Adam and Suzanne plan to fly to Chicago the day before the main awards ceremony, which will be held at Lyric Opera, starting at 6 p.m. Alabama time. He’s getting some sartorial help for the gala from Florence resident Billy Reid, whom the chef calls “my favorite fashion designer of all time.”
The chef initially built a reputation as a seafood genius in Atlanta restaurants. He and Suzanne decided to return to their home state (she’s from Arab), and join a maturing culinary scene in metro Birmingham that already has produced multiple Beard Award winners. Tim Hontzas, chef/owner of Johnny’s Restaurant in Homewood, also is a finalist this year for Best Chef: South.
In addition to an extensive shellfish bar, Automatic also serves crudo and other raw-fish preparations. The kitchen grills, roasts, and bakes fin and shell fish—and pitches a few surprises like poaching fish steaks in duck fat or serving deep-fried fish collar, an often-discarded cut that’s prized by connoisseurs.
Steak, pork, vegetables served family-style, and creative desserts round out the menu at dinner, which is served seven days a week. The weekend brunch menu, the baby of Chef Luke Joseph, is similarly imaginative, eclectic, and seafood-centric. The cocktail and drinks program is run by an award-winning bartender, Jose Medina Camacho. Kevin Moore, a 30-plus-year veteran of some of Birmingham’s top restaurants, is the general manager.
Chef Evans says he is competitive enough to want a win on June 13, but recognizes the benefits regardless of the outcome. Any plaudits from the Beard Foundation entices more people from throughout Alabama and other states to make reservations and dine at Automatic.
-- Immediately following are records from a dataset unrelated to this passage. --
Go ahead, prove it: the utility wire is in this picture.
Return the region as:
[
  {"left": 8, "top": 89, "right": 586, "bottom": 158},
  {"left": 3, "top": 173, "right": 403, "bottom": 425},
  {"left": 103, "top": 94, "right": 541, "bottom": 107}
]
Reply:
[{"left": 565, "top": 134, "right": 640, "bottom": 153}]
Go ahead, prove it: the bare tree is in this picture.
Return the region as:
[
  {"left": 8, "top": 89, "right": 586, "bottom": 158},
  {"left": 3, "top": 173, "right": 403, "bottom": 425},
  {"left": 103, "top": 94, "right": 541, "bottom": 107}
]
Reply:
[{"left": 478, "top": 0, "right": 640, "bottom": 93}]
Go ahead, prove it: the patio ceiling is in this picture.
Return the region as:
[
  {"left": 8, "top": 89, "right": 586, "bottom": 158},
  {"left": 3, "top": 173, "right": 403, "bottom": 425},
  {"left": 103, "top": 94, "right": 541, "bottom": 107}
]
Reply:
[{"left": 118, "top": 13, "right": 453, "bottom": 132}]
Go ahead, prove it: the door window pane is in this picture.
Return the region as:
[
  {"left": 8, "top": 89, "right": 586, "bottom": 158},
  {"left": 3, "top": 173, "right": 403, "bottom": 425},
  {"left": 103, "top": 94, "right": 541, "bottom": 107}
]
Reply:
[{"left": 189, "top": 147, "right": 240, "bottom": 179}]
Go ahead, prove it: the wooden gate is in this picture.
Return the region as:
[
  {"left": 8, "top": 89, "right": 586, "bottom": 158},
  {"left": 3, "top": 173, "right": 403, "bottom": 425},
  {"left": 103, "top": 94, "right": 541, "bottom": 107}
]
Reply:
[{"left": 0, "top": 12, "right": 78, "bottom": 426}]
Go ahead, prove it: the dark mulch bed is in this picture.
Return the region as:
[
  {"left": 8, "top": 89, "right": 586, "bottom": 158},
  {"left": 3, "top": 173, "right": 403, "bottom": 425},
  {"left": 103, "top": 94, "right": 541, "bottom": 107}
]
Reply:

“It reaches a lot of people,” Evans says. “We see so many people coming from all over (saying things like) ‘We’re from Charlotte but we’re visiting a friend here and we read about the James Beard.’ It’s kind of unreal.”
Winning would cap a momentous year for Adam and Suzanne. Their child, Henry (aka “Hank”) was born last summer.
The chef says he doesn’t have an acceptance speech ready in case he’s called to the podium for a Best Chef award. Efforts to date to write one only have produced anxiety, so he’s put it on the back burner.
“There are so many people I want to talk about and thank,” he says. “Sunday night after I get to Chicago, I’ll close my eyes and think about it on the off chance that I do get up there.”